Society of the Snow was received with broad critical acclaim. At the Goya Awards in early 2024 it swept the major categories, including Best Film and Best Director. Spain submitted it for the Academy Award for Best International Feature Film at the 96th Academy Awards, where it received a nomination — ultimately losing in a competitive field to Jonathan Glazer's The Zone of Interest. Netflix reported viewership figures placing the film among its most-watched non-English language titles of the period, though Netflix's self-reported metrics warrant cautious interpretation as marketing claims rather than independently verified data.

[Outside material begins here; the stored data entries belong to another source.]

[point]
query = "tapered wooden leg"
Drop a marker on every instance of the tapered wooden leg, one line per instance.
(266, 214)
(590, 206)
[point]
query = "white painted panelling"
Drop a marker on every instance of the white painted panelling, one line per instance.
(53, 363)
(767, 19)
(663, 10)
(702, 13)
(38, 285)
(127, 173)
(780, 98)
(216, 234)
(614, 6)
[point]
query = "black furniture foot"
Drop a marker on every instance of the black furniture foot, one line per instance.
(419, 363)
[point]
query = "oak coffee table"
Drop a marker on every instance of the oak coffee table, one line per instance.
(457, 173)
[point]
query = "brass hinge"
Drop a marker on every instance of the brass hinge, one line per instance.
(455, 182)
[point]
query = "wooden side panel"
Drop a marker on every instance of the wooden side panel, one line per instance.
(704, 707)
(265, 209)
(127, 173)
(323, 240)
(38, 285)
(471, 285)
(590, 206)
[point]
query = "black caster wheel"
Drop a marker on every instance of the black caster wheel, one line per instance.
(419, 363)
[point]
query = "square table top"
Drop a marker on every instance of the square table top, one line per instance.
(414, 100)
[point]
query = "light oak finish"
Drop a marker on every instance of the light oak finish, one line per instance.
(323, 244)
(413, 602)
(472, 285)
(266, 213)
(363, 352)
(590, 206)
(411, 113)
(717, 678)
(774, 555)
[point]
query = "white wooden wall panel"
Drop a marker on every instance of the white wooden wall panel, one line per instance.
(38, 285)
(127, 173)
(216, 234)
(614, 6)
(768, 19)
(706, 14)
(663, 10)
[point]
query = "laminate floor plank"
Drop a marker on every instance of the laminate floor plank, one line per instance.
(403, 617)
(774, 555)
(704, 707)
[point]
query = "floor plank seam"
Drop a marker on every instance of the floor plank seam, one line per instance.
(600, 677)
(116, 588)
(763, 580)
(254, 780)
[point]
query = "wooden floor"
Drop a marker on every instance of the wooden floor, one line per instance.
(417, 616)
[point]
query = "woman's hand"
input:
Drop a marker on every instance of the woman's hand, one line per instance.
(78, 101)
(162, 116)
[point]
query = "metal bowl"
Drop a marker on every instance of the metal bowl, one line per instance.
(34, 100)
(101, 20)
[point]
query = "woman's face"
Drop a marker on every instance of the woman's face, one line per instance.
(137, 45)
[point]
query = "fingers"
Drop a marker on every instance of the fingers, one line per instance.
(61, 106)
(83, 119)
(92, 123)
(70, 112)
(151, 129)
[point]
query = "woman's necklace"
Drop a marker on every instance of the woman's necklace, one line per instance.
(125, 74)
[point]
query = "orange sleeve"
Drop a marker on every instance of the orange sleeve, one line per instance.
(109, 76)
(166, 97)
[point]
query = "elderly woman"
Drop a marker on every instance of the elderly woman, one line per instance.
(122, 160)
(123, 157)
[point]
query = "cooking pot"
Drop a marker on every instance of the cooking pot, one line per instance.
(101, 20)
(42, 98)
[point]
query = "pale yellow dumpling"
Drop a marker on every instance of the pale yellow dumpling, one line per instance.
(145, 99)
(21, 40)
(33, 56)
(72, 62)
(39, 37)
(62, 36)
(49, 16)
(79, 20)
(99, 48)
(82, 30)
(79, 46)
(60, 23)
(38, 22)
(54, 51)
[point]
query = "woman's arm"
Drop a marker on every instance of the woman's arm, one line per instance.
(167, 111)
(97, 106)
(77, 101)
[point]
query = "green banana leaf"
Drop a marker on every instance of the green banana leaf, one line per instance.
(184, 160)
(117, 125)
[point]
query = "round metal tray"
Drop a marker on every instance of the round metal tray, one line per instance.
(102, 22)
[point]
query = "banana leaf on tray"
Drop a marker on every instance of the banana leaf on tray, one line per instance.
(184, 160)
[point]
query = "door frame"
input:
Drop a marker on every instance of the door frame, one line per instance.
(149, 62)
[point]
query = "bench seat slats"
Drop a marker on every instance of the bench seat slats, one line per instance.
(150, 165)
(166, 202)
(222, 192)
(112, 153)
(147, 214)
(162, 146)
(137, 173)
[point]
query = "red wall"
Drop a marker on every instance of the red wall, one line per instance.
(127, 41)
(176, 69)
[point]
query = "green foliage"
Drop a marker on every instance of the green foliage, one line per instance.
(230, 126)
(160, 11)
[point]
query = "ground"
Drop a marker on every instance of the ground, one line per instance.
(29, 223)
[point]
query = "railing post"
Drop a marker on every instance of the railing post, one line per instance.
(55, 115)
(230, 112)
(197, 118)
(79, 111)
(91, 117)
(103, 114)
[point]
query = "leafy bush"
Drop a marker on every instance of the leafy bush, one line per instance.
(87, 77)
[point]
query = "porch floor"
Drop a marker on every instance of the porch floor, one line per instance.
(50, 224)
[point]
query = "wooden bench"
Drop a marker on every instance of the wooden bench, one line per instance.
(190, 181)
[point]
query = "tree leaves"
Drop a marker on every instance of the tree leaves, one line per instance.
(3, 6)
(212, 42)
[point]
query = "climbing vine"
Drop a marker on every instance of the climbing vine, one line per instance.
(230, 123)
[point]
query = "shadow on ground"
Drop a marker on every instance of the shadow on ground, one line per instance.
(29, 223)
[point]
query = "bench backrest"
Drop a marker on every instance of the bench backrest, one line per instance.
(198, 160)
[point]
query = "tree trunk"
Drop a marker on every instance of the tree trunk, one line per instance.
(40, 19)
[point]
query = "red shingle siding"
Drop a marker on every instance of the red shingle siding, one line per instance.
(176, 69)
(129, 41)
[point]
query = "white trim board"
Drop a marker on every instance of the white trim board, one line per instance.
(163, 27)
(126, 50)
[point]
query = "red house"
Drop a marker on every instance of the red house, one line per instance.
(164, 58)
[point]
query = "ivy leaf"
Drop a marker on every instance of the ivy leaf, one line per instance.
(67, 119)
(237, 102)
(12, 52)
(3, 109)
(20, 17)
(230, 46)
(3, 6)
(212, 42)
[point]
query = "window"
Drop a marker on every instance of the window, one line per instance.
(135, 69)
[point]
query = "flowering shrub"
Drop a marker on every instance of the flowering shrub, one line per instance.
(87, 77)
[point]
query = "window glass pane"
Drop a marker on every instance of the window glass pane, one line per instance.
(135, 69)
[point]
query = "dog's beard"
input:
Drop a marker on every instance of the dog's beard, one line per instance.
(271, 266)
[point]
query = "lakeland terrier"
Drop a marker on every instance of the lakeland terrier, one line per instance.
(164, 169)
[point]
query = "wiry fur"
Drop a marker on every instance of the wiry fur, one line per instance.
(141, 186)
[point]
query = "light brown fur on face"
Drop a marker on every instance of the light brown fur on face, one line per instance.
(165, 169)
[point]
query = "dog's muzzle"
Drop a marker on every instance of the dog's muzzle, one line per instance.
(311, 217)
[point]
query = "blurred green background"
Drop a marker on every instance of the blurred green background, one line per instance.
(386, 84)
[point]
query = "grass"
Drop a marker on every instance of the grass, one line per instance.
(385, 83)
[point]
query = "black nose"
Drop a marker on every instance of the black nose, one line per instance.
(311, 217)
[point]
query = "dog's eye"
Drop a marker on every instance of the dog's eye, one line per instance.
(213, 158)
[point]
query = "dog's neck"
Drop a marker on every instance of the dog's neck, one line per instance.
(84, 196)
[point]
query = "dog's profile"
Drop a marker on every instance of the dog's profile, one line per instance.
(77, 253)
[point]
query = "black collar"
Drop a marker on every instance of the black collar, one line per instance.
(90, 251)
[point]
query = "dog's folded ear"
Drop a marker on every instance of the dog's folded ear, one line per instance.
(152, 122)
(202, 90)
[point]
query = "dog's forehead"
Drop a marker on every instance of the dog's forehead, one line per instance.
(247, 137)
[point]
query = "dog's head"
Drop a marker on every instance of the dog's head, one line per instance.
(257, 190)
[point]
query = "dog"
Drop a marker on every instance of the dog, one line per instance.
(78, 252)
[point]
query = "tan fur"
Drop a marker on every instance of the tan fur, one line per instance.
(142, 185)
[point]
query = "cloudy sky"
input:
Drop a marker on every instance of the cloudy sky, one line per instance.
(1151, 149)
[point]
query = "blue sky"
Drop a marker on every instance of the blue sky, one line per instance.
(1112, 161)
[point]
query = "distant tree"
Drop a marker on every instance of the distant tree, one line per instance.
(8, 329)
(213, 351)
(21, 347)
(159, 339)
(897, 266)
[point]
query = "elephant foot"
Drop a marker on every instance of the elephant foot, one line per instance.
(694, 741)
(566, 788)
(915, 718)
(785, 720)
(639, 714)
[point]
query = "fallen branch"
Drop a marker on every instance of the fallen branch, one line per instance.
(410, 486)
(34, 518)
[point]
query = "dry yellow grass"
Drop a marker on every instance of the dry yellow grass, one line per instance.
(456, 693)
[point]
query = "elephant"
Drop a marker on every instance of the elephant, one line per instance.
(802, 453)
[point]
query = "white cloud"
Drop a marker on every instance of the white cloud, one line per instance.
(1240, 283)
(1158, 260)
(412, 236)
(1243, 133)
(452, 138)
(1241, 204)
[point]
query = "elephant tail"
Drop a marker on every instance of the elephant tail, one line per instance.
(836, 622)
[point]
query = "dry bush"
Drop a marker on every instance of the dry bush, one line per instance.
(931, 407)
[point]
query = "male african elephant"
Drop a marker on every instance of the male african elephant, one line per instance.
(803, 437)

Influences on the film (backward). The 1993 Alive is the unavoidable precursor and, in important ways, the film Bayona is arguing against: where Marshall's film elevated individual will and treated the cannibalism as horrific spectacle, Bayona insists on the collective and on plainness. Roberto Rossellini's neorealism — in the ensemble staging, the preference for non-celebrity performers, the documentary texture of physical experience — is the most legible formal precedent, even if not directly acknowledged. Werner Herzog's engagement with landscape as existential antagonist (Aguirre, the Wrath of God, 1972; Fitzcarraldo, 1982) provides a philosophical context for Bayona's treatment of the Andes as impersonal force. The debt to Robert Bresson runs deep: in the non-expressive performance mode, the film's insistence on the body's material conditions, and the spiritual dimension arrived at without sentimentality, Bayona is working within a Bressonian tradition — absorbed as method rather than explicit citation. Terrence Malick's use of posthumous voiceover as philosophical meditation in The Thin Red Line (1998) offers the nearest precedent for the film's narrative mode, though Bayona's film is less diffuse and more formally bounded than Malick's characteristic practice.

Legacy / what it shaped (forward). As of writing, the film's forward influence remains open — it is too recent for legacies to have consolidated. What can be said is that its critical and commercial success further validates the model of high-ambition Spanish-language prestige cinema financed through streaming, and demonstrates that such films can compete at the highest level of international recognition without anglophone compromise. It stands as Bayona's most uncompromised personal statement — the film most likely to be considered his defining work — and has revived significant scholarly and popular attention to the 1972 disaster and to the survivor community's own terms for understanding it. Its influence on Spanish-language cinema's self-presentation to global audiences, and on the broader subgenre of collective survival and testimonial cinema, will become clearer as the decade advances.